PDA

View Full Version : Super Anglon 65mm Rear mounting filters



Greg Blank
4-Oct-2009, 01:43
Is it possible to screw in rear mount filters or holder adapters to the 65mm 5.6 Super Angulon. If so, what is the thread size of the "Rear Element"?

Peter K
4-Oct-2009, 02:17
Is it possible to screw in rear mount filters or holder adapters to the 65mm 5.6 Super Angulon. If so, what is the thread size of the "Rear Element"?
With every filter one gets a spherical overcorretion. So the filter should be placed in the direction to the longer distance - front lens to subject if the subject scale is reduced as with "normal image taking" - to minimize this effect.

Also the thread is too short to screw in a filter in a SA's rear element.

Peter

wfwhitaker
4-Oct-2009, 06:09
With every filter one gets a spherical overcorretion...

How is that?

Peter K
4-Oct-2009, 07:39
How is that?
Also a planparell filter is a lens with the two infinite radii, with a certain thickness, refractive index, Abbe's number etc. So it will influence the total correction of the whole (taking-)lens.

Of course a clean gel-filter mounted behind a SA with tape or two small drops of glue the influence is neglectable.

Peter

Steve Goldstein
4-Oct-2009, 07:59
Yes, what Peter said!

All optical glass has dispersion, i.e. the refractive index is a function of the wavelength (color) of the light, which is the source of chromatic aberration. The amount of color separation increases as the angle of the light becomes less and less perpendicular to the glass surface.

With a wide angle lens, the light heading towards the edges/corners of the film can be at a fairly extreme angle. If you mount a filter on the back, it will thus tend to produce much more color fringing at the image edges than if was mounted on the front of the filter where the incoming angles are smaller. The colors separate less as the filter thickness decreases, which is why you can get away with back-mounting a gel - it's so thin the effect is unobservable except perhaps at extreme enlargements.
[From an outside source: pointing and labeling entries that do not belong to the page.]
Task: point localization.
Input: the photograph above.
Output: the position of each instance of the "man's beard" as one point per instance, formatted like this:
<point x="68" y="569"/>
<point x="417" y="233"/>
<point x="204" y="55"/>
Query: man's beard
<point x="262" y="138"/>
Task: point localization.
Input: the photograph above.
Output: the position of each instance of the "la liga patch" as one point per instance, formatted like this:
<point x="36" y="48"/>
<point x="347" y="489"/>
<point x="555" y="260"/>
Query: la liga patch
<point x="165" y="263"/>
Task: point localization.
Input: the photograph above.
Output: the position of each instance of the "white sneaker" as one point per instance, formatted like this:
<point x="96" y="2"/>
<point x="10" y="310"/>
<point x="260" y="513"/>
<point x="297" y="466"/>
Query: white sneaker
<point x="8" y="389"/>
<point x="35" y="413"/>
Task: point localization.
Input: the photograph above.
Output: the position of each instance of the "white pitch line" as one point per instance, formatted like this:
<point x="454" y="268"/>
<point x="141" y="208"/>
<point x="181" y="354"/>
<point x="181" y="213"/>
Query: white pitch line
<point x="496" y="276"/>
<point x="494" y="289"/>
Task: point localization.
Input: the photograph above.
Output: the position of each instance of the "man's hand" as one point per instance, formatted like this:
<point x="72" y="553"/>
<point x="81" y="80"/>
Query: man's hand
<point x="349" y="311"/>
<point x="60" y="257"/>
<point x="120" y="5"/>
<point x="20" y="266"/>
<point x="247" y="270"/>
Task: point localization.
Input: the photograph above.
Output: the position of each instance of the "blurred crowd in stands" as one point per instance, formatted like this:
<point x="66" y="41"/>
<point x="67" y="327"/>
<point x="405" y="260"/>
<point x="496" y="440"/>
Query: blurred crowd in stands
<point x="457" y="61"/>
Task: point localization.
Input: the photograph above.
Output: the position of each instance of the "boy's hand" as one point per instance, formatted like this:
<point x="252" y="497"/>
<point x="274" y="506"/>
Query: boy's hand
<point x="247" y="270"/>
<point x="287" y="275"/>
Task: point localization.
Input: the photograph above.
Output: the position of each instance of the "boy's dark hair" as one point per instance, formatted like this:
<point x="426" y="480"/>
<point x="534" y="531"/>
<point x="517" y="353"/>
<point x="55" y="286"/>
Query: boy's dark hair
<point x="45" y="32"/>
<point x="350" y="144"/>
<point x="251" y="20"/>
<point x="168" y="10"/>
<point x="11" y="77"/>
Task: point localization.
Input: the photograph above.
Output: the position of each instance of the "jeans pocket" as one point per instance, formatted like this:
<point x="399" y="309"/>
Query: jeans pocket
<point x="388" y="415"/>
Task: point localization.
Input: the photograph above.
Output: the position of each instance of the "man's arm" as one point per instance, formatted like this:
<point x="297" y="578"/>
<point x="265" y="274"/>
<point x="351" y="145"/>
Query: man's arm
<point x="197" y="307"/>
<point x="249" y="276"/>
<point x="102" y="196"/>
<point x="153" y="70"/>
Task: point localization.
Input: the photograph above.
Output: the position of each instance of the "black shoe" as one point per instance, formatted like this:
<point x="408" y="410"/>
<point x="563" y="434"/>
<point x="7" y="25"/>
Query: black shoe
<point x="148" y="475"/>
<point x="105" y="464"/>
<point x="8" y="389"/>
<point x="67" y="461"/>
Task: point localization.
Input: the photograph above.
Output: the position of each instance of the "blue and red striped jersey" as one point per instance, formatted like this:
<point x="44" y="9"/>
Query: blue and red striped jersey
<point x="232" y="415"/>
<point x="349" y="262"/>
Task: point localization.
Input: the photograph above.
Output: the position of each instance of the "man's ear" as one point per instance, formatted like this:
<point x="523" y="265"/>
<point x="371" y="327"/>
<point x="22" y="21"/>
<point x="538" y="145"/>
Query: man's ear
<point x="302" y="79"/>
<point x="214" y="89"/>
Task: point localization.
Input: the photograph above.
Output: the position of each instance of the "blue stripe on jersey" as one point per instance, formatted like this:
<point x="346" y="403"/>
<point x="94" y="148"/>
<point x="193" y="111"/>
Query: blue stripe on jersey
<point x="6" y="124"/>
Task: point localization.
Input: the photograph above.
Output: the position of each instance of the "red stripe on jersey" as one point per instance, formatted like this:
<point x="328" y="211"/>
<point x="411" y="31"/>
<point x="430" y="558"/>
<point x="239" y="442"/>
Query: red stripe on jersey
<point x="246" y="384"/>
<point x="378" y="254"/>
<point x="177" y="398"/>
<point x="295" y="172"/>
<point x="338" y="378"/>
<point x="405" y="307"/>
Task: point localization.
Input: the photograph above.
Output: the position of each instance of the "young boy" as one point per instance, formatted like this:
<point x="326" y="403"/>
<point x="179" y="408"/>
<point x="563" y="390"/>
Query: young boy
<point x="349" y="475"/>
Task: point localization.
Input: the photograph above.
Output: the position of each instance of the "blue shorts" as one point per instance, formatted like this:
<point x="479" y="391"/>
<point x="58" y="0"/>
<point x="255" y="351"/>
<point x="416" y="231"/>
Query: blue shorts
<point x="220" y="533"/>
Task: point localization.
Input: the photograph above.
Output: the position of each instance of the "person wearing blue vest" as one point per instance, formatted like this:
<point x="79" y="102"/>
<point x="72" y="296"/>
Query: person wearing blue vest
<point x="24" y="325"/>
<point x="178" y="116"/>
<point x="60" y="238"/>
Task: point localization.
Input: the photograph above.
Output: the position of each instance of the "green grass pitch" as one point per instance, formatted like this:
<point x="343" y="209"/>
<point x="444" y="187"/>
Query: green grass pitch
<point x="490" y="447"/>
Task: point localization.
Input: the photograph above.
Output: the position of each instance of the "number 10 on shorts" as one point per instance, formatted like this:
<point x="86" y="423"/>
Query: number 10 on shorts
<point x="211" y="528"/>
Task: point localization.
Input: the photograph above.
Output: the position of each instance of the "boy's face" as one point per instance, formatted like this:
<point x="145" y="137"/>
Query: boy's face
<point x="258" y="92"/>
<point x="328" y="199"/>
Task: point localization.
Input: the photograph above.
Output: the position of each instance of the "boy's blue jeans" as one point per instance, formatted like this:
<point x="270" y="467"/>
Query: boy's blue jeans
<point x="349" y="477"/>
Sometimes lens designers will take advantage of the dispersion of a flat piece of glass, as in designing the lens for the gigapixel project. See http://www.gigapxl.org/technology-realized.htm about 2/3 of the way down the page. They used a fairly thick piece of plane-parallel optical glass in the lens design.

Bob Salomon
4-Oct-2009, 08:11
Sometimes lens designers will take advantage of the dispersion of a flat piece of glass, as in designing the lens for the gigapixel project. See http://www.gigapxl.org/technology-realized.htm about 2/3 of the way down the page. They used a fairly thick piece of plane-parallel optical glass in the lens design.

A more common example are with the Rodenstock Apo Sironar Digital and HR Digaron-S lenses. When these are used on roll film cameras rather then digital backs a corrector plate has to be used behind the lens as the last element in the lens is the cover plate over the digital sensor on a digital back.